The highest-leverage edit · data-backed

Optimize Your Amazon Reviews & Q&A for AI Recommendation

Reviews and Q&A aren't just social proof anymore — they're a confirmed input the AI reads when deciding what to recommend. And new industry research shows that relatively simple content edits to this exact layer can measurably lift how often you get recommended. Here's the playbook, grounded in what the data actually says.

By David Daddi · Updated June 2026 · ~9 min read
The short answer

Amazon's AI synthesizes reviews and Q&A, weighs recent sentiment, and works at the level of recurring themes. The 2026 Decoding Rufus study found that simple product-detail-page edits can meaningfully lift a brand's Share of Agentic Recommendations (SOAR), and that higher-rated products tend to be favored. The playbook: cover the 5–8 named use cases from your top reviews, overwrite recurring negative themes with current facts, structure your Q&A as extractable answers, and sustain review quality and recency.

The evidence

Finally, data instead of opinion

For a year, AI-search advice was mostly theory. In March 2026, Publicis Commerce (Mars United + Profitero+) published Decoding Rufus — an experiment that partnered with brands to test whether simple content edits could move the needle, and measured the result with a new metric.

SOARShare of Agentic Recommendations

The metric that now matters

SOAR measures how often a brand's products get recommended by an AI shopping assistant. The study's core finding: relatively simple, high-impact/low-effort PDP content edits — improving attributes and listing content — can deliver meaningful gains in SOAR. In their framing, traditional Share of Voice now has to make room for Share of Agentic Recommendations.

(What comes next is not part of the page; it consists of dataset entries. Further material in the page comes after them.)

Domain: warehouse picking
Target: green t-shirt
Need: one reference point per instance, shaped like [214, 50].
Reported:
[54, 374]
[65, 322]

Source: "Decoding Rufus," Publicis Commerce (Mars United Commerce + Profitero+), published March 11, 2026.
⚠︎ Honest sourcing

The headline takeaway above is directly reported by the study. The full report sits behind a download form, so I'm citing its stated conclusions — not specific internal percentages I haven't independently verified. Where this page mentions "4-star-and-up favored," treat it as a widely-reported directional finding from this body of research, not a precise published figure. The direction is well-supported; exact numbers, I won't fabricate.

The reframe

You now write for three audiences

The study's most useful idea: your listing has to satisfy three readers at once. Most sellers only write for the first.

🧍

The Shopper

The human who needs to be persuaded and reassured.

🔍

The Search Algorithm

The ranking layer matching keywords to queries.

🤖

The Agent

The AI that reads, compares, and recommends — and the one almost no one optimizes for.

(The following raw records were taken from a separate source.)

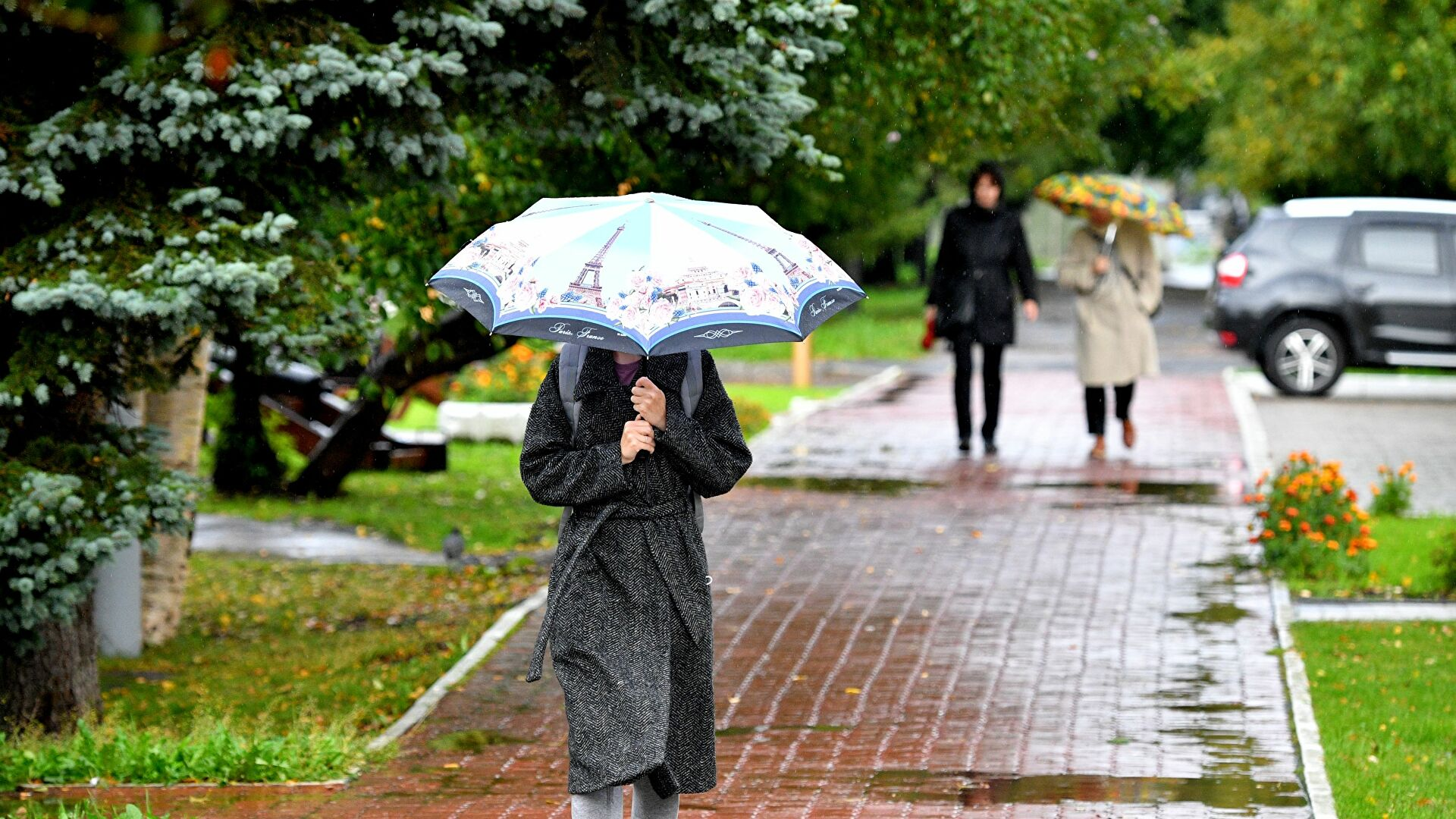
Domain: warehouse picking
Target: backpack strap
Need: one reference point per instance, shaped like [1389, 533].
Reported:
[568, 371]
[692, 391]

Reviews and Q&A are where these three overlap most: humans read them for trust, the algorithm indexes them, and the agent mines them for extractable facts. That triple-duty is why this layer is the highest-leverage place to work.

The playbook

Four moves that lift your SOAR

Map your use-case coverage (target 5–8)

Read your top reviews and list the named use cases buyers actually mention — the situations, problems, and contexts. Aim to explicitly cover 5 to 8 of them across your copy and Q&A, so the agent can match you to each specific intent.

Overwrite recurring negative themes

Find complaints repeated 5+ times and answer each factually with a current, specific correction. You're giving the agent a fresher, accurate signal that contradicts the stale association. Full method in the companion guide on how the AI reads your reviews.

Structure Q&A as extractable answers

Seed the real objections as explicit questions and answer each in clear, self-contained, factual sentences. A clean Q&A pair is a block the agent can quote verbatim — far more useful to it than persuasive copy.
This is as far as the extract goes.